S1P3 receptor influences key physiological properties of fast-twitch extensor digitorum longus muscle

To examine the role of sphingosine 1-phosphate (S1P) receptor 3 (S1P(3)) in modulating muscle properties, we utilized transgenic mice depleted of the receptor. Morphological analyses of extensor digitorum longus (EDL) muscle did not show evident differences between wild-type and S1P(3)-null mice. The body weight of 3-mo-old S1P(3)-null mice and the mean cross-sectional area of transgenic EDL muscle fibers were similar to those of wild-type. S1P(3) deficiency enhanced the expression level of S1P(1) and S1P(2) receptors mRNA in S1P(3)-null EDL muscle. The contractile properties of S1P3-null EDL diverge from those of wild-type, largely more fatigable and less able to recover. The absence of S1P(3) appears responsible for a lower availability of calcium during fatigue.

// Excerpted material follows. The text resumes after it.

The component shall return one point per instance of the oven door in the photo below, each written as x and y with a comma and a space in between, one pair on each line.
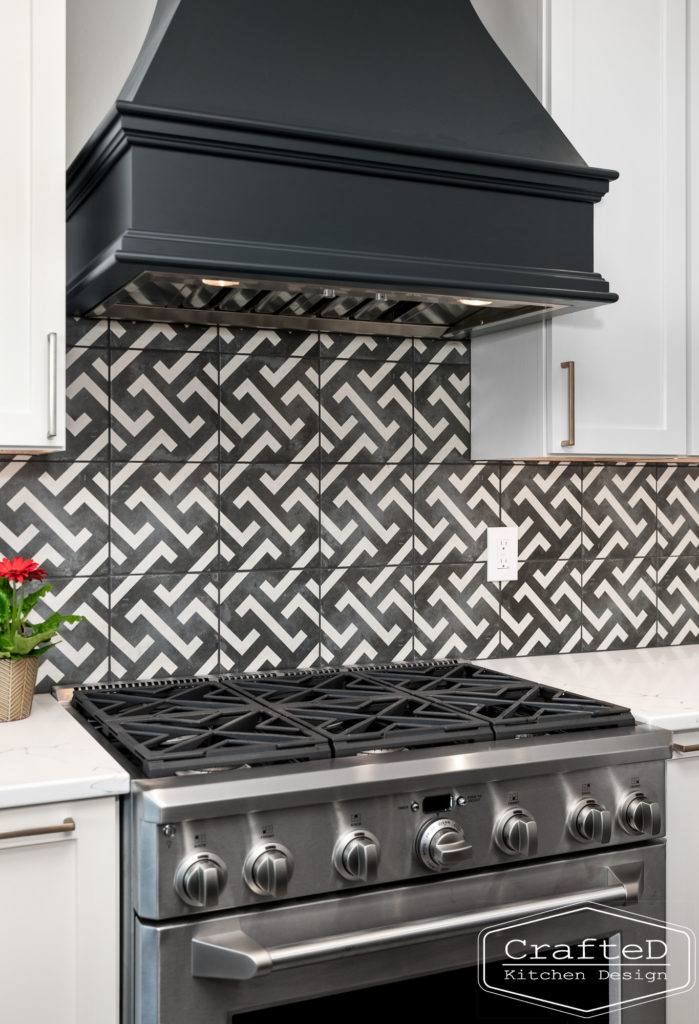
421, 940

S1P supplementation, expected to stimulate residual S1P receptors and signaling, reduced fatigue development of S1P(3)-null muscle. Moreover, in the absence of S1P(3), denervated EDL atrophies less than wild-type. The analysis of atrophy-related proteins in S1P(3)-null EDL evidences high levels of the endogenous regulator of mitochondria biogenesis peroxisome proliferative-activated receptor-gamma coactivator 1 alpha (PGC-1 alpha); preserving mitochondria could protect the muscle from disuse atrophy. In conclusion, the absence of S1P(3) makes the muscle more sensitive to fatigue and slows down atrophy development after denervation, indicating that S1P(3) is involved in the modulation of key physiological properties of the fast-twitch EDL muscle.